Şairin çalakalem yazması, sık aralıklarla ve çok yazmak için yarışmasına kimsenin bir şey diyeceği olamaz. Şüphesiz!.. Bu acelecilik ise çalakalem yazılan eserlerdeki cümle kuruluşlarında hataya sebep olmakta, şiirde kafiye bulmayı zorlaştırmakta ve şiirde hece sayıları denkleştirilememektedir. Bundan dolayı kimi heceler eksik olarak karşımıza çıkmaktadır. Bu ise şairin sanatını ve yazılan şiirin kalitesini gölgelemektedir. 

“Bir ömrü sığdırdın ya bir dizeye.     11
Neler söylemişsin dünde, tazeye.      11
Şarabın tadında sunduğun bize ya.    12
Masamız dünden de çorak bilesin.    11 ”

İmlâda ve noktalamada ise hiçbir dikkat söz konusu değildir. Bu durum, şairin şiirlerinde kullandığı sözlerin yanlış anlaşılmasına sebebiyet vermektedir. “Hala onunla, onun`çin yaşarsın.”(Bibi, Hala; onunla onun için yazarsın?!..) yanlışı, “Hâlâ onunla, onun’çin yazarsın” şekliyle düzeltilebilir. Yine bu şiirde “için” sözü ölçüye uydurmak için “onun’çin” yazılmıştır. Halk aşıklarında bu çok olmasa da zorda kalan aşıklar, hemen bir yolunu bulup şiiri bu tür düzeltmelerle hece fazlalığından kurtarıp  şiirlerinin kıymet kaybetmelerine engel olmuşlardır. “Böyl’uzayıp gitmek” “e” sesi bilerek ve heceye uydurmak amacıyla düşürülmüş”. Sözün aslı: böyle uzayıp gitmek; Karac’oğlan, burada da  “a” sesi düşürülmüş. Sözün aslı: Karacaoğlan; “Acep şu yerde varm’ola?” “ı” sesi düşürülmüş. Sözün aslı: “Acep şu yerde var mı ola?” gibi.

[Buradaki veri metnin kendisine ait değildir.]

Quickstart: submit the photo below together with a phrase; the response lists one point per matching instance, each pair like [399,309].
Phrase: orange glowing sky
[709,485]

Lutuf  Veli de bu tür bir fazlalığı hemen görmüş ve anında müdahale edebilmiştir; fakat aynı şiirde imlâyı düzeltmeyi başaramamıştır.
“Kıblen bildin bir mezarı koşarsın.
Hala onunla, onun`çin yaşarsın.
Saza değil belki, söze düşersin.
Gitme , yolun sonu firak bilesin.

Lambanın gazı azalsa, bitse de.         11
Ocağın seyrelse, seyrek tütse de.       11
Vaktin saatin gelip yetse de.              10
Lutuf veli sana çırak bilesin...            11 ”

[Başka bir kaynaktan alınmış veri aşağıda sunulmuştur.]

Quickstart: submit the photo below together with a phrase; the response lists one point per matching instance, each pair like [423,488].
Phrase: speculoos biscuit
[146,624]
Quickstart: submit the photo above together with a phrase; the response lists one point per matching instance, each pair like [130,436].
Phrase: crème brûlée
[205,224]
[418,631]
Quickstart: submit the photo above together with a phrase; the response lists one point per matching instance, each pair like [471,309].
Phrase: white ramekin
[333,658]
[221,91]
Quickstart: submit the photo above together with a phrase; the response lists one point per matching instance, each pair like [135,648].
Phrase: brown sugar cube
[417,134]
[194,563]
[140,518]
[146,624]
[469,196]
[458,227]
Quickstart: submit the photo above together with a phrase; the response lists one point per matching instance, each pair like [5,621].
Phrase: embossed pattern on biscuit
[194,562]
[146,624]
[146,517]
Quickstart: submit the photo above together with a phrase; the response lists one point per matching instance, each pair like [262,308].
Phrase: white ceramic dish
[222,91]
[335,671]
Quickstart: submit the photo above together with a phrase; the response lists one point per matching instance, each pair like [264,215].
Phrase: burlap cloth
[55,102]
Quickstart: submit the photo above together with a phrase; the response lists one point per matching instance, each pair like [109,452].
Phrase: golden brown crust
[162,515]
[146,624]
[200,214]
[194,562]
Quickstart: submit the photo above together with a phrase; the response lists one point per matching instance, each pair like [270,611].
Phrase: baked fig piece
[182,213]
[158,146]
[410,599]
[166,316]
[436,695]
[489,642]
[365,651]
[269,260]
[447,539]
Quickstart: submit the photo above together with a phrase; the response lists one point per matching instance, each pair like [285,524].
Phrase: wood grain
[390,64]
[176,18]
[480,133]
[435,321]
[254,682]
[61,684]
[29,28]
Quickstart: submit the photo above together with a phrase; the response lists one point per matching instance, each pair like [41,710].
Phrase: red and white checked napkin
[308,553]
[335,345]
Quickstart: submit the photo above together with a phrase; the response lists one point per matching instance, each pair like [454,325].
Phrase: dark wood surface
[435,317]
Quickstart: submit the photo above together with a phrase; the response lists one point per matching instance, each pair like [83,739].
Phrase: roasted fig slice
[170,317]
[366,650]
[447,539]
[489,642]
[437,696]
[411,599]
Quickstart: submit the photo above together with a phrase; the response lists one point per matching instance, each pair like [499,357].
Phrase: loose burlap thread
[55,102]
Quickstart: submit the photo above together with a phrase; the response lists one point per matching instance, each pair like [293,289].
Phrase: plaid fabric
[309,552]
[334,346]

Son dörtlükte şair, şiirindeki başlangıçta gösterdiği başarıyı tamamen kaybetmiştir. Bu dörtlükte şiir daralmış, kafiye bulma ve onu gereği gibi yerleştirme güçleşmiş ve hecelerde eksikliklere varan zorlamalar meydana gelmiştir. Ayrıca İmlâ ve noktalama konusunda çok büyük yanlışlık ve hataya düşerek kendi soy ismini dahi küçük harfle yazma aceleciğine düşmüştür.

Yahya Kemal şiir için bir yazısında: “Yazdığım şiirlerin üzerinden bazan on yıl onbeş yıl geçer. Ona bir kelime ilave etmek için o kadar beklerim. Sonra o kelimeyi oraya korum.” Evet! O kadar olmasa da şiir bazen zaman ister, derinlemesine düşünmek, ister. Bazan da hemen gelir, apar topar söylersin; ama şiirde edebî bir güzellik hasıl olur. Onun için şiirin kıvamını beklemek gereklidir inancını taşımaktayım.

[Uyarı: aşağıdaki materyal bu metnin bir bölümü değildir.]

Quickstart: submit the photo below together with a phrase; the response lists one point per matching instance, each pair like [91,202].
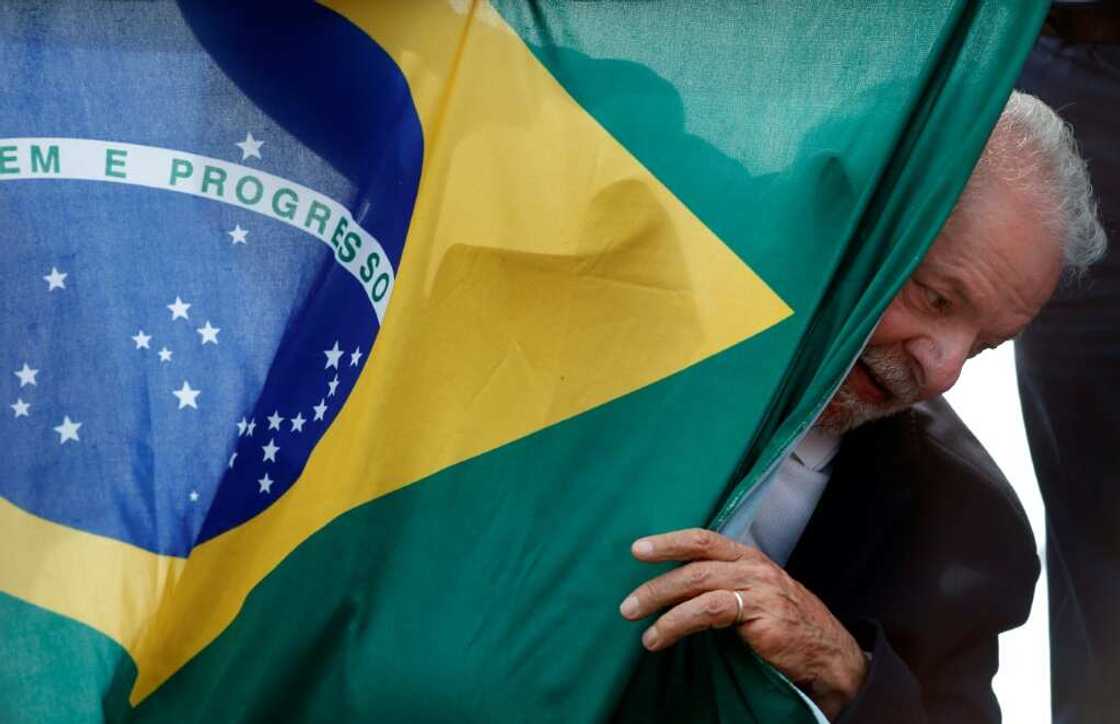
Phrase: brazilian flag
[345,347]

“Ney`in Uykusunda” adlı şiirde hece eksikliği küçük bir hata hemen göze batmakta ve usta şairleri inciten bir aldırmazlık şiire ve şaire de haklı olarak kara bir leke gibi yapışmaktadır.

“Toprak kızıl yaprak sarı.       4+4=8
Sevmiyorum baharları.           4+4=8
Çıkınca daha yukarı,              4+4=8
Maviler çalar sarı.                   4+3=7 ”
“İki Yüzlü, Neyin Uykusunda, Hâlâ Yıldızlar Uzaklarda, (hala) hâlâ; Aşk Böyle Bir Şey(sen se), sense; (dinderemedim), dindiremedim, gibi birçok imlâ ve noktalama yanlışlarını düzeltmek ve okuyucuya doğrusunu sunmak yazarın en başta gelen görevleri arasındadır. Yoksa bunu okuyan gençlik de: “Yazar böyle yazmış doğrusu budur. Demek ki böyle yazılıyor.” gibi yanılgıları da böylece önlemiş oluruz.

“Dokunma

Kendime bile geçmez hükmüm niceyim ben.13
Bin bir meşakkat, gün içinde geceyim ben.   13
Ozanın elinde saz,dilinde heceyim ben.        14
Ağlamaya halim yok dokunma telime.          13

Belki evvelden aldım derdi, kucak kucak.    13
Azraile öfkem, kaçarım köşe bucak.              13
Korkum senden yana, yine beni bulacak.      13
Bir garip eser takılmayasın yelime.                13

Hayır hasenet kalmadı ahvalim belli.             13
Ben duruldum acılardan gönül yelli.             12
Kırk beşimde dedim, yaşım...yaşarım elli.     13
Yok ki ahvalimi anlatacak kelime.                 13

Şiir hece ile yazılıyor ise yazılıp bittikten sonra şairlerin bulunduğu bir ortamda şiir görücüye çıkmalı, şiirin yazılış, hece, imlâ ve noktalama, kafiye uyumları  açısından bir eleştiriden geçmelidir. Eğer böyle bir imkan yoksa, bu konuda şiir bilgisine güvenilen bir şahısla konu tartışılabilir. Eğer bu da yok ise iyi şiir yazan birine okunmalı ve eksiklikler olup olmadığı sorularak gerekli düzeltmeler yapılmalı. Bu da yoksa evde kendi kendimize veya evden birilerine şiir yüksek sesle okunmalıdır. Böyle bir süzgeçten geçen şiirde, hata olsa bile şiir rayına oturmuştur. Buna rağmen şiirde eksiklikler olmaz demek yanlış olur. Bu sebeple şiir zaman ister, sabır ister, sürekli düzeltmek ister…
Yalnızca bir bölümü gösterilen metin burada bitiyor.